Ethanol and anaerobic conditions reversibly inhibit commercial cellulase activity in thermophilic simultaneous saccharification and fermentation (tSSF)
1 Thayer School of Engineering, Dartmouth College, Hanover, NH, 03755, USA
2 Mascoma Corporation, Lebanon, NH, 03766, USA
3 Current address:Biosciences Center, National Renewable Energy Laboratory, 1617 Cole Blvd, Golden, CO, 80401, USA
Biotechnology for Biofuels 2012, 5:43 doi:10.1186/1754-6834-5-43Published: 15 June 2012
A previously developed mathematical model of low solids thermophilic simultaneous saccharification and fermentation (tSSF) with Avicel was unable to predict performance at high solids using a commercial cellulase preparation (Spezyme CP) and the high ethanol yield Thermoanaerobacterium saccharolyticum strain ALK2. The observed hydrolysis proceeded more slowly than predicted at solids concentrations greater than 50 g/L Avicel. Factors responsible for this inaccuracy were investigated in this study.
Ethanol dramatically reduced cellulase activity in tSSF. At an Avicel concentration of 20 g/L, the addition of ethanol decreased conversion at 96 hours, from 75% in the absence of added ethanol down to 32% with the addition of 34 g/L initial ethanol. This decrease is much greater than expected based on hydrolysis inhibition results in the absence of a fermenting organism. The enhanced effects of ethanol were attributed to the reduced, anaerobic conditions of tSSF, which were shown to inhibit cellulase activity relative to hydrolysis under aerobic conditions. Cellulose hydrolysis in anaerobic conditions was roughly 30% slower than in the presence of air. However, this anaerobic inhibition was reversed by exposing the cellulase enzymes to air.

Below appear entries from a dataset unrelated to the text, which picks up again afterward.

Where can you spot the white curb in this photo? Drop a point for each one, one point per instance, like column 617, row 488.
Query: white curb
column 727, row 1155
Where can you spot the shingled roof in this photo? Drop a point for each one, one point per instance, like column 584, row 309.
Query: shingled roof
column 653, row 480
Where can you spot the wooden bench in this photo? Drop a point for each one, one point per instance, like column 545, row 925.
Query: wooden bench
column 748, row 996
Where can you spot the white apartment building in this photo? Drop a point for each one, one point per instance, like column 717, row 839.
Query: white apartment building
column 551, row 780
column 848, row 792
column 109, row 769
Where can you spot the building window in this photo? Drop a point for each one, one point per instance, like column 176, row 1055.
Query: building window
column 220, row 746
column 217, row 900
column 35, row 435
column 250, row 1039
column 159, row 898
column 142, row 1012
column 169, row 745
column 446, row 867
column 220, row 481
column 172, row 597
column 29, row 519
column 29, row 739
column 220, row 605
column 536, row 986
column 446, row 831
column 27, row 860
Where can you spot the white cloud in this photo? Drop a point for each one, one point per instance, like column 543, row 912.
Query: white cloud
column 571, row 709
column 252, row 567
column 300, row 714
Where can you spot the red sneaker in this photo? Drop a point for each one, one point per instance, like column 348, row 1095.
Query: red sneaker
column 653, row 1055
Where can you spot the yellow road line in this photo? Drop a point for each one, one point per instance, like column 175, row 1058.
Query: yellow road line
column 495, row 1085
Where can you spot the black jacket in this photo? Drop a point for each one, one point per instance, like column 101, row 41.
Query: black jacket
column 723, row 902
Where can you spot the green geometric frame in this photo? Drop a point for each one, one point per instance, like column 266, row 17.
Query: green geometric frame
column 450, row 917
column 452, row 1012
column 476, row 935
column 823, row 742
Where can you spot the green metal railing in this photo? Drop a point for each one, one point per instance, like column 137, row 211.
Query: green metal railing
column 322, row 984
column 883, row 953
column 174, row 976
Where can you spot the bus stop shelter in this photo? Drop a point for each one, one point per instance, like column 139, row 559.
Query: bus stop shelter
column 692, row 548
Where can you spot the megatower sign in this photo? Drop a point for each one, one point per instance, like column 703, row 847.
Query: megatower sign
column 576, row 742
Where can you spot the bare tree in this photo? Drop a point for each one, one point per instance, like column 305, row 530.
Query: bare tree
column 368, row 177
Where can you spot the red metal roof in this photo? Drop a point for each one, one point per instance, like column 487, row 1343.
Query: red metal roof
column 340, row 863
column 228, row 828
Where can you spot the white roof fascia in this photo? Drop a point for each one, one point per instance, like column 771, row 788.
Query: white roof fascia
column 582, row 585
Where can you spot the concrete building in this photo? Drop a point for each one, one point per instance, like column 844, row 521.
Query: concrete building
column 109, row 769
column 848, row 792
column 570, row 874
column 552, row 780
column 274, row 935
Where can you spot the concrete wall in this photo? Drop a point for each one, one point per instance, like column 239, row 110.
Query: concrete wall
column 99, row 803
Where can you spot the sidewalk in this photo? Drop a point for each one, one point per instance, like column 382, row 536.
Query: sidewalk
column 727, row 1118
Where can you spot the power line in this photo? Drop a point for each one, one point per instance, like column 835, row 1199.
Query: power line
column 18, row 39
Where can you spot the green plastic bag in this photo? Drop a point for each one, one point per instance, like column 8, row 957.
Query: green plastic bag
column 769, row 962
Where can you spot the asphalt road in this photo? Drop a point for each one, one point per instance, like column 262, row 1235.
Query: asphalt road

This work demonstrates a previously unrecognized incompatibility of enzymes secreted by an aerobic fungus with the fermentation conditions of an anaerobic bacterium and suggests that enzymes better suited to industrially relevant fermentation conditions would be valuable. The effects observed may be due to inactivation or starvation of oxygen dependent GH61 activity, and manipulation or replacement of this activity may provide an opportunity to improve biomass to fuel process efficiency.